David Sucher wrote: So I guess I am confused as to what Nussbaum is doing with that particular statement i.e. she seems to be creating a non-issue.
My suspicion when someone very smart – and especially someone very analytically gifted – sets up and knocks down straw men is that there is an underlying agenda which can only be advanced by rhetoric because no argument for it would hold water.
The more I think about it, the more I think the agenda is something along these lines: Bracketing out comprehensive conceptions of the good, metaphysical positions, and all that stuff is essential to the project of political liberalism. The bracketing out of many ideas people attach great personal importance to is essential not only to the theory of how a just political system can be achieved, but it is also practically necessary if any sort of political consensus is to be even remotely achievable.

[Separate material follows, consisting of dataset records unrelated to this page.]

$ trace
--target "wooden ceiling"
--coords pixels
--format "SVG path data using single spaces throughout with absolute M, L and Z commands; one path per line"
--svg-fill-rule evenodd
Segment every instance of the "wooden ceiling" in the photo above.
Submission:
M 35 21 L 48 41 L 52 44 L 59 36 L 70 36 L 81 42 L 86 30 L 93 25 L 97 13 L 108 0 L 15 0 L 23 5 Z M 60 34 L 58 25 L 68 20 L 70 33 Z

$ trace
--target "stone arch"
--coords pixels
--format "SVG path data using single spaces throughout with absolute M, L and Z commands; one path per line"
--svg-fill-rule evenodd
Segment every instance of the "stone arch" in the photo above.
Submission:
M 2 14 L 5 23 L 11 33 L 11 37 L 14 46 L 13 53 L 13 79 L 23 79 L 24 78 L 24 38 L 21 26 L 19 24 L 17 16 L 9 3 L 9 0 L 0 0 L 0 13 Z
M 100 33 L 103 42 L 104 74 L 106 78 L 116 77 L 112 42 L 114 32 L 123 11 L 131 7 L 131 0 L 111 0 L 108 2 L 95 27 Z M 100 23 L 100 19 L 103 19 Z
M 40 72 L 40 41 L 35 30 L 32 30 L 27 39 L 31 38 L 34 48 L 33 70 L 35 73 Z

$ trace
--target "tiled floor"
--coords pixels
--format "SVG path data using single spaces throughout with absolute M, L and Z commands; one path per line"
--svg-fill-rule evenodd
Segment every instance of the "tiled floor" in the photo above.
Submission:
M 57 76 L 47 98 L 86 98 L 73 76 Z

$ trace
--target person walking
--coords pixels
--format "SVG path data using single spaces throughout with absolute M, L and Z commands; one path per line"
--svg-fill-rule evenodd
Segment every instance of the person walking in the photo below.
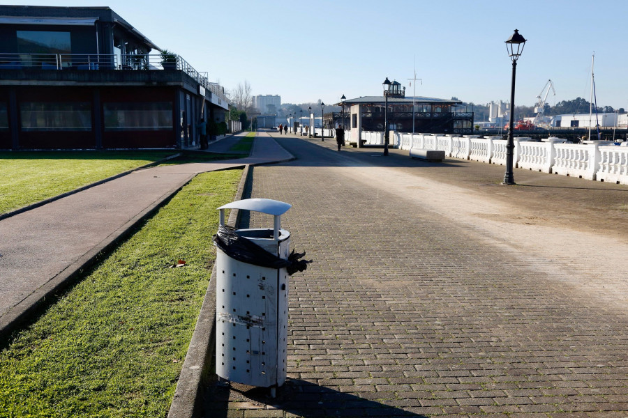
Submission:
M 338 144 L 338 150 L 345 144 L 345 130 L 340 125 L 336 128 L 336 144 Z

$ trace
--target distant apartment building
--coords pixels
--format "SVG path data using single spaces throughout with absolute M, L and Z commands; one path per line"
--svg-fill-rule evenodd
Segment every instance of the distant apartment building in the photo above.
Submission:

But there’s a problem: A large subset of the religious are deeply offended by even being told that they need to set aside their (unwarranted) assumptions even if it’s only for the sake of policy argument and political compromise. It is part and parcel of deeply held religious convictions for believers to insist that everyone else ought to take their beliefs to be very extra super serious and important and weighty, even those who (tragically, sinfully) do not share those beliefs in the slightest. That this is an absurd and indefensible position on the face of it never occurs to them, of course, and it would only offend them more to point it out.
So what’s a good political liberal to do? Since so many believers get pissy* about even the idea of bracketing their unwarranted assumptions – excuse me, deeply held religious convictions – from political policy-making debate, they must be lured to the table of compromise somehow. I begin to think that Nussbaum’s ludicrous over-protectionism for religious ideas is that lure: “If you just agree to keep your religious convictions off the table for the purposes of forging civil compromise, we promise not to even mention (in any context at all, ever) that those convictions are completely unwarranted and in many cases completely absurd.”

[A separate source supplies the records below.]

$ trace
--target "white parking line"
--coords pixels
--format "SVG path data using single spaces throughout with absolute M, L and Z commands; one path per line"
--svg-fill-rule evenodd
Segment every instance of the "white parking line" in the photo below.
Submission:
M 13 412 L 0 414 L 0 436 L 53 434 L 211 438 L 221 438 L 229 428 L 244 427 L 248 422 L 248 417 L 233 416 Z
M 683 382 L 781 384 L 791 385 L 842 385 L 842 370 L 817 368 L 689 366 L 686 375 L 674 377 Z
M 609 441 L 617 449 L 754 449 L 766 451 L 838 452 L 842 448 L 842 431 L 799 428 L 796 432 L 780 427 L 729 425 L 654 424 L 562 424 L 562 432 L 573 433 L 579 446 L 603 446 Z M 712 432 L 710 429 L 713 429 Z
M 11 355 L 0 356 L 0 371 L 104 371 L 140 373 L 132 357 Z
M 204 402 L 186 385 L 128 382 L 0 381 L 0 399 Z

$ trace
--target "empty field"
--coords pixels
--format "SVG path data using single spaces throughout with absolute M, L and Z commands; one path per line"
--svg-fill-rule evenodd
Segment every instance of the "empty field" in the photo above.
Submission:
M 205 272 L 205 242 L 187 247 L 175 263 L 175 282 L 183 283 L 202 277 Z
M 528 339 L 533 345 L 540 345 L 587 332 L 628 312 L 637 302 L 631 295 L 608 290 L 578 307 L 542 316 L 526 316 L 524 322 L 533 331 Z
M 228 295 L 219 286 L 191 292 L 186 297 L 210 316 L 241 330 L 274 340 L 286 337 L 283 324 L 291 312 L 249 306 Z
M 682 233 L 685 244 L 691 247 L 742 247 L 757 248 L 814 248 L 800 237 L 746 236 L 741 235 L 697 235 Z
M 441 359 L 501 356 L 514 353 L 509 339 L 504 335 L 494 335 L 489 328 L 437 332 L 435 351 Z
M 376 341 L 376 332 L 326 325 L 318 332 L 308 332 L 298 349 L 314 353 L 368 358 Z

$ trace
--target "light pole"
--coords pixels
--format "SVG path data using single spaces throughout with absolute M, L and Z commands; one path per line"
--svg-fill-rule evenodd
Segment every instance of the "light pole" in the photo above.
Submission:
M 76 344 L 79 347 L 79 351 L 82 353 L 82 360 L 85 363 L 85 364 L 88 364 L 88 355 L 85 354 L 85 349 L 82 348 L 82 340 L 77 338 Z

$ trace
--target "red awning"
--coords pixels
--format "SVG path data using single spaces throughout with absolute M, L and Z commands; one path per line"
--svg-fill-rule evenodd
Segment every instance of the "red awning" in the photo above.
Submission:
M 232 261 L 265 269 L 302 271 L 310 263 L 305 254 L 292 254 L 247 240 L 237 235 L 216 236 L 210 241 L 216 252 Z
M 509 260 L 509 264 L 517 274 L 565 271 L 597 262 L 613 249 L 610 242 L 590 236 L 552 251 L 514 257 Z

Or something to that effect. I’m just starting to see this as a possibility, so forgive my clumsiness in articulating it.
*For an example of that pissy-ness, look at the frothing rants about “pushing God from the public square” that come up whenever anyone tries to enforce the Constitutionally mandated separation of church and state in the U.S. by suggesting that maybe government authorities shouldn’t endorse and advance religion. Those rants don’t just come from extreme right wingnuts: And even when they aren’t ranting themselves, religious/political moderates often rally around the ranters on these issues.
I think of it as Stephen Carter syndrome. I think his book was (and is) tragically influential and caused a lot of gullible liberals to feel very guilty. I think his book played a large part in this whole avalanching trend of Desperately Appeasing Religion.
However offensive I may find it, I am not completely sure that this approach is fundamentally flawed. Or at least, it is not obviously flawed given the premises of political liberalism (about which I do have serious doubts).
That is, IF one accepts that political compromise of a certain character is necessary, AND one accepts that compromise is impossible without the participation without at least some large subset of those people who are potentially reasonable (albeit not rational) – but their reasonableness is contingent on their being treated with kid gloves, THEN then maybe it is justified to advocate treating the not-quite-but-almost-reasonable with kid gloves so they will behave reasonably enough for compromise to occur.
But that’s an awful lot of effing IFs for my taste.